Time & Location:12:00pm - 1:00pm
DEC, CIC Building, Pittsburgh

Abstract

The past few years have seen a focus on cybersecurity risk management by executive leadership that increasingly have a fiduciary requirement to establish a risk appetite and manage their cybersecurity risk profile. High-profile retail breaches like Target demonstrated the inherent risks of third party connections. Destructive corporate breaches like those at Sony, Sands Casino, and Saudi Aramco demonstrated the initiative of nation-states to attack private corporations for political reasons. The root cause of every one of these breaches can be attributed not to technical failures, but to a failure in governance—a shortcoming to manage cybersecurity risks. Cybersecurity risk appetite is quickly becoming an integrated function to an organizations holistic enterprise risk management program. Organizations frequently have many of the right technical tools deployed to manage cybersecurity risk, but are not instrumented and deployed in the most effective way. This talk will provide real-world insights to instrumenting cybersecurity risk appetite as a risk management tool.

Speaker Bio

Dr.

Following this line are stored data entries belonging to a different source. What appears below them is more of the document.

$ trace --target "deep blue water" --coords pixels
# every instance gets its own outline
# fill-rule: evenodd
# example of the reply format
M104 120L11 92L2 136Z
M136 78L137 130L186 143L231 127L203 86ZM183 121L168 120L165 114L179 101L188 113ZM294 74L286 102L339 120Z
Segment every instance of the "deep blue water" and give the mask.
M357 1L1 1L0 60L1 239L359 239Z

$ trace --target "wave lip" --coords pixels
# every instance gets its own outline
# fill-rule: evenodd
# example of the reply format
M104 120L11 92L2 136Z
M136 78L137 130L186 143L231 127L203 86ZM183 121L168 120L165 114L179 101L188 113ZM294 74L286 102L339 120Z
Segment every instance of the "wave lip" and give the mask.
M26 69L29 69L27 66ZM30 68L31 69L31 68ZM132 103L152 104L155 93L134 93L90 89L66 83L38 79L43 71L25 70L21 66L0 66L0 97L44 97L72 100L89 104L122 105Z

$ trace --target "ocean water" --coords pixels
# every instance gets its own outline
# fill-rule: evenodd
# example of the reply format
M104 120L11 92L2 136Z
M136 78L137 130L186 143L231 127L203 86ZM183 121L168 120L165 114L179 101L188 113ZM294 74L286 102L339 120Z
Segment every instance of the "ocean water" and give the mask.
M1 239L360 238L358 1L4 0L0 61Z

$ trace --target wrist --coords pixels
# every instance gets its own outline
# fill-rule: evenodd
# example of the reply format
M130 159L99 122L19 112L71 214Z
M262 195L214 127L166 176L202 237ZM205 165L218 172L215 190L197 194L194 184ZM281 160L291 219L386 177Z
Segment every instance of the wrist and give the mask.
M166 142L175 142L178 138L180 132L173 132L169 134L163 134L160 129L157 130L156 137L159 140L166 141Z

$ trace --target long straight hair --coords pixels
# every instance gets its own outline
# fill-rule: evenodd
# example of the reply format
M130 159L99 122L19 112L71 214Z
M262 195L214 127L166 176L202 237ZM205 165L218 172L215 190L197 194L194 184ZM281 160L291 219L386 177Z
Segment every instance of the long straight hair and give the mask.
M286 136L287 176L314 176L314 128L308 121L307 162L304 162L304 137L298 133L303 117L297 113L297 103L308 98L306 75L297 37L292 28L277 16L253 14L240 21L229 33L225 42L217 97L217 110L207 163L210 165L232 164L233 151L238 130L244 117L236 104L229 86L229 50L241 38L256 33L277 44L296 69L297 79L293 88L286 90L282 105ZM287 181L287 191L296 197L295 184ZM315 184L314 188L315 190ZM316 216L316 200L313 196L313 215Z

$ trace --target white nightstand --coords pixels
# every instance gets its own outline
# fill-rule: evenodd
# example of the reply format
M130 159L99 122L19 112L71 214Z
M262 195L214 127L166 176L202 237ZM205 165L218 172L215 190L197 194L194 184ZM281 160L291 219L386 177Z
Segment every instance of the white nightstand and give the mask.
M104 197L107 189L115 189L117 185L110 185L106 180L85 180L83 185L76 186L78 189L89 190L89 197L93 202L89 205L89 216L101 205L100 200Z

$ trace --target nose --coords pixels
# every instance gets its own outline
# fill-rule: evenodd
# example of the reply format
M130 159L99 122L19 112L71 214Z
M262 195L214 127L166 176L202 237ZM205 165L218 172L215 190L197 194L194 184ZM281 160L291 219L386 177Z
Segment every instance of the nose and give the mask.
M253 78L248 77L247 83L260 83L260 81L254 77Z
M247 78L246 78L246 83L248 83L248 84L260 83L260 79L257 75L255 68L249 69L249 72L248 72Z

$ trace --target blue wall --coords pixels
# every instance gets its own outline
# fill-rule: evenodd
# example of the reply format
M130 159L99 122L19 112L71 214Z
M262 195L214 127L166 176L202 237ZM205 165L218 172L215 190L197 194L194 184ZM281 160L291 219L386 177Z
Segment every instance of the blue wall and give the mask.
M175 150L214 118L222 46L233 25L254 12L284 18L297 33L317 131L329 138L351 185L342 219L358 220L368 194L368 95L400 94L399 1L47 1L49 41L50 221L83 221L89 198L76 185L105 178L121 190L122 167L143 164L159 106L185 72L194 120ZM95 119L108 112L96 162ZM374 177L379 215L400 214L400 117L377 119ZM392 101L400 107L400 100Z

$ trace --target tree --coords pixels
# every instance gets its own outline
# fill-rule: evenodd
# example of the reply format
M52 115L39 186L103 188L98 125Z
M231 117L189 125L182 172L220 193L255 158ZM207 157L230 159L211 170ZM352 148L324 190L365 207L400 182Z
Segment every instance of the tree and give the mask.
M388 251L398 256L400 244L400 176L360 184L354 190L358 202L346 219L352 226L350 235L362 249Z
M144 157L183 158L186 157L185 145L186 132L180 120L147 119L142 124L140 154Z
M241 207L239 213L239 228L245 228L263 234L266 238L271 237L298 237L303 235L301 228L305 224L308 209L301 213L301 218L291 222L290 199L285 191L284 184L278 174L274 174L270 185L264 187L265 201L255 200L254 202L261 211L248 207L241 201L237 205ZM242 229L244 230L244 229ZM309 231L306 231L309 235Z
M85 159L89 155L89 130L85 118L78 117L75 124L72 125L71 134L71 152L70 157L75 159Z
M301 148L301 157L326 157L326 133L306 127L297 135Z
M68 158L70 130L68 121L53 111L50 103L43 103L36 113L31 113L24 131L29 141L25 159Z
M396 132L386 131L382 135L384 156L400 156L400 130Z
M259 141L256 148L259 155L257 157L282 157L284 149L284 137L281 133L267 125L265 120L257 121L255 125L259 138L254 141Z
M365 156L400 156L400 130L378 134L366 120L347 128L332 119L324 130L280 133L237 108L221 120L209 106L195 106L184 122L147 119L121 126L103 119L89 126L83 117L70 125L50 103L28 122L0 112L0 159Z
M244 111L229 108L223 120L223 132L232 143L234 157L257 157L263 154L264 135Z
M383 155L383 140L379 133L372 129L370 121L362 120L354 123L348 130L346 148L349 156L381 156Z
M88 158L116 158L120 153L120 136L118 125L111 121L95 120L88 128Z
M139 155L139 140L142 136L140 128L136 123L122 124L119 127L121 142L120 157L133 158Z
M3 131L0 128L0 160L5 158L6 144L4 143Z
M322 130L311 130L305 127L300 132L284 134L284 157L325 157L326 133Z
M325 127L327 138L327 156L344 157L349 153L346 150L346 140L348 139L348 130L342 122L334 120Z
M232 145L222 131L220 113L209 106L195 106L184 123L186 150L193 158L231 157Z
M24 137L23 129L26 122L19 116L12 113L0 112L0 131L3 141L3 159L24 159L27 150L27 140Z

Earl Crane is the Founder and the Chief Executive Officer of Emergent Network Defense, Inc. (END). Dr. Crane has advised the President of the United States as the Director for Federal Cybersecurity Policy on the White House National Security Council, Wall Street executives and multiple Fortune 100 corporations on their cyber defensive strategies. Dr. Crane led the implementation of the Department of Homeland Security’s information security strategy, and has taught hundreds of cybersecurity masters students and executives through Carnegie Mellon’s Heinz College and CISO Certificate program. He earned his Ph.D. from George Washington University, a Masters of Information System Management at Carnegie Mellon University and a B.S. in mechanical engineering at Carnegie Mellon University. He is helping organizations engage in cybersecurity discussions with impact to their real-world challenges and enable executives to reduce their corporate cybersecurity risk.